No começo de julho desse ano, a Volkswagen lançou uma campanha publicitária que criava um encontro entre a cantora Maria Rita e sua mãe Elis Regina, falecida em 1982. A imagem, a voz e movimentos de Elis Regina foram criados a partir de um deepfake gerado por IA. O algoritmo tem o poder de manipular imagens de rostos e criar movimentos, simulando expressões e falas inéditos.
O deepfake é uma tecnologia usada para criar vídeos, e às vezes bem realistas, usando a imagem, voz e movimentos de pessoas que, na verdade, não participaram da filmagem ou nunca estiveram em determinadas situações representadas através da mídia disponibilizada.
No começo de agosto de 2021, o Mercado Livre, em parceria com a Soundthinkers surpreendeu em um outro episódio publicitário, que através de uma ferramenta de IA, também utilizou técnicas de reconstrução digital para recriar a imagem e a voz do já falecido pai do jogador Zico.
Artistas como Whoopi Goldberg, a cantora Madonna, e Robin Williams proibiram o uso de suas imagens após morrerem.
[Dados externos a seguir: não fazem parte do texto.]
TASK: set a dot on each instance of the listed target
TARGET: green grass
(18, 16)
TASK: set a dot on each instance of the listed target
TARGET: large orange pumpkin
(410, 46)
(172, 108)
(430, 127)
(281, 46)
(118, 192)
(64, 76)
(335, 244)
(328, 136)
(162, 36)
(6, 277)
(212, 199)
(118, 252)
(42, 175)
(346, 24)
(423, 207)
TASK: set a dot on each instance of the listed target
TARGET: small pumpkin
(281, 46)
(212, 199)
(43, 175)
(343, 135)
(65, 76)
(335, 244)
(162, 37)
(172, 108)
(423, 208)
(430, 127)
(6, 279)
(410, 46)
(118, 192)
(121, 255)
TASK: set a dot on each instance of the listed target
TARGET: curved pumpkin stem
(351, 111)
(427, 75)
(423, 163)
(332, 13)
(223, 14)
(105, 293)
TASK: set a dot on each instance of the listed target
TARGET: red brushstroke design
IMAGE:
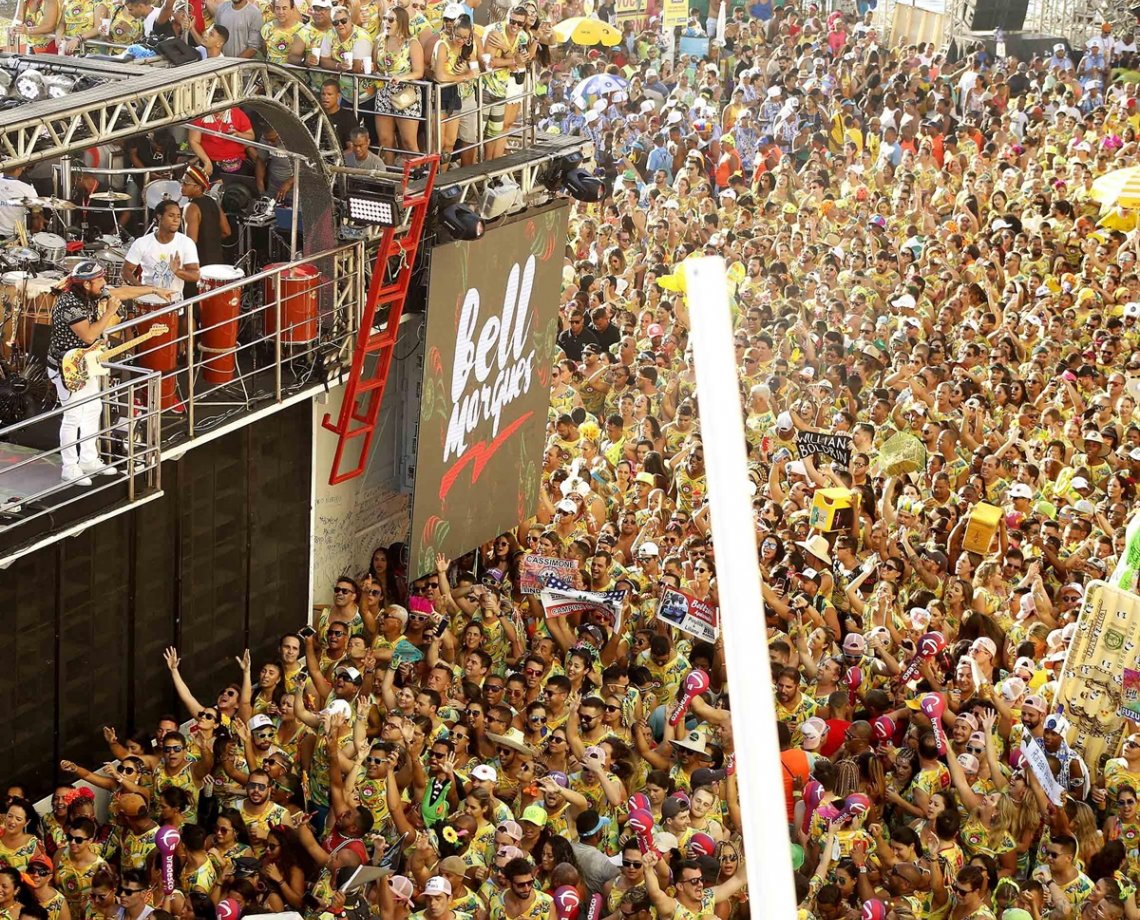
(481, 455)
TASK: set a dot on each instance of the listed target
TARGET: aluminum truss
(159, 98)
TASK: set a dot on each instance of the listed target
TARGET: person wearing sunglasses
(691, 896)
(76, 864)
(509, 50)
(345, 49)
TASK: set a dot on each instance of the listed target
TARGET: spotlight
(559, 168)
(376, 205)
(584, 187)
(459, 221)
(501, 197)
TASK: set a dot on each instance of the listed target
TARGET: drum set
(31, 266)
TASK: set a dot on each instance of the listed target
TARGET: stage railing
(235, 348)
(253, 340)
(128, 439)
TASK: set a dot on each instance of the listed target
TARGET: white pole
(759, 780)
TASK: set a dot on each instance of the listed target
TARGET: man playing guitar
(84, 309)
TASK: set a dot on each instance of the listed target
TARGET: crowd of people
(917, 258)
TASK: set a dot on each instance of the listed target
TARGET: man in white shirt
(164, 258)
(13, 188)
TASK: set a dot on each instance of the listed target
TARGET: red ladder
(364, 391)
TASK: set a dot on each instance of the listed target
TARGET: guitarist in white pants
(83, 310)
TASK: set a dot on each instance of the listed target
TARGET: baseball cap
(511, 829)
(589, 822)
(400, 885)
(705, 776)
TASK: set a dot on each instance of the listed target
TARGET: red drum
(161, 352)
(218, 319)
(300, 311)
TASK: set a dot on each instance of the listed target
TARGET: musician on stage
(165, 258)
(83, 310)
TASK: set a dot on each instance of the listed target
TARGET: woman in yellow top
(369, 16)
(17, 841)
(81, 21)
(40, 871)
(39, 21)
(76, 864)
(399, 58)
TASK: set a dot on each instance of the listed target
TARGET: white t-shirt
(154, 259)
(13, 214)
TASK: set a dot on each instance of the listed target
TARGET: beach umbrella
(587, 31)
(1118, 188)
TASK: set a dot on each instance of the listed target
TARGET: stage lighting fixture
(376, 205)
(458, 220)
(559, 168)
(501, 197)
(584, 187)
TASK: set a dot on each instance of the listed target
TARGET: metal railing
(128, 440)
(234, 348)
(252, 339)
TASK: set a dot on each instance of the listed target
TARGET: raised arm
(184, 692)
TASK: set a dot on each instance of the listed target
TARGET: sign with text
(537, 569)
(561, 600)
(689, 615)
(674, 13)
(1092, 680)
(836, 446)
(488, 348)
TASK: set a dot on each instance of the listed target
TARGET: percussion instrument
(22, 258)
(112, 261)
(219, 315)
(161, 353)
(162, 189)
(50, 246)
(299, 309)
(27, 301)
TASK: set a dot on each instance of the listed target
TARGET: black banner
(836, 446)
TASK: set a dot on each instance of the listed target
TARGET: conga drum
(300, 312)
(161, 352)
(218, 319)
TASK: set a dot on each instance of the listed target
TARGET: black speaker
(1007, 14)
Williams faleceu em 2014, mas deixou um testamento restringindo o uso da sua imagem por 25 anos após sua morte.
Aqui no Brasil, os cartórios já começaram a receber pedidos de registros de pessoas que querem estabelecer regras sobre os seus direitos digitais após a morte. Somente nos primeiros sete meses desse ano, foram protocoladas quase 500 escrituras declaratórias ou Diretivas Antecipadas de Vontade - DAVs.
A Diretiva Antecipada de Vontade diz respeito à manifestação de vontade de forma antecipada, em relação aos cuidados e tratamentos para momentos em que a pessoa está incapacitada de se manifestar ou após a sua morte. O interessado deve ir a um cartório de notas com os documentos pessoais. O ato também pode ser realizado de forma eletrônica, por meio da plataforma digital nacional www.e-notariado.org.br.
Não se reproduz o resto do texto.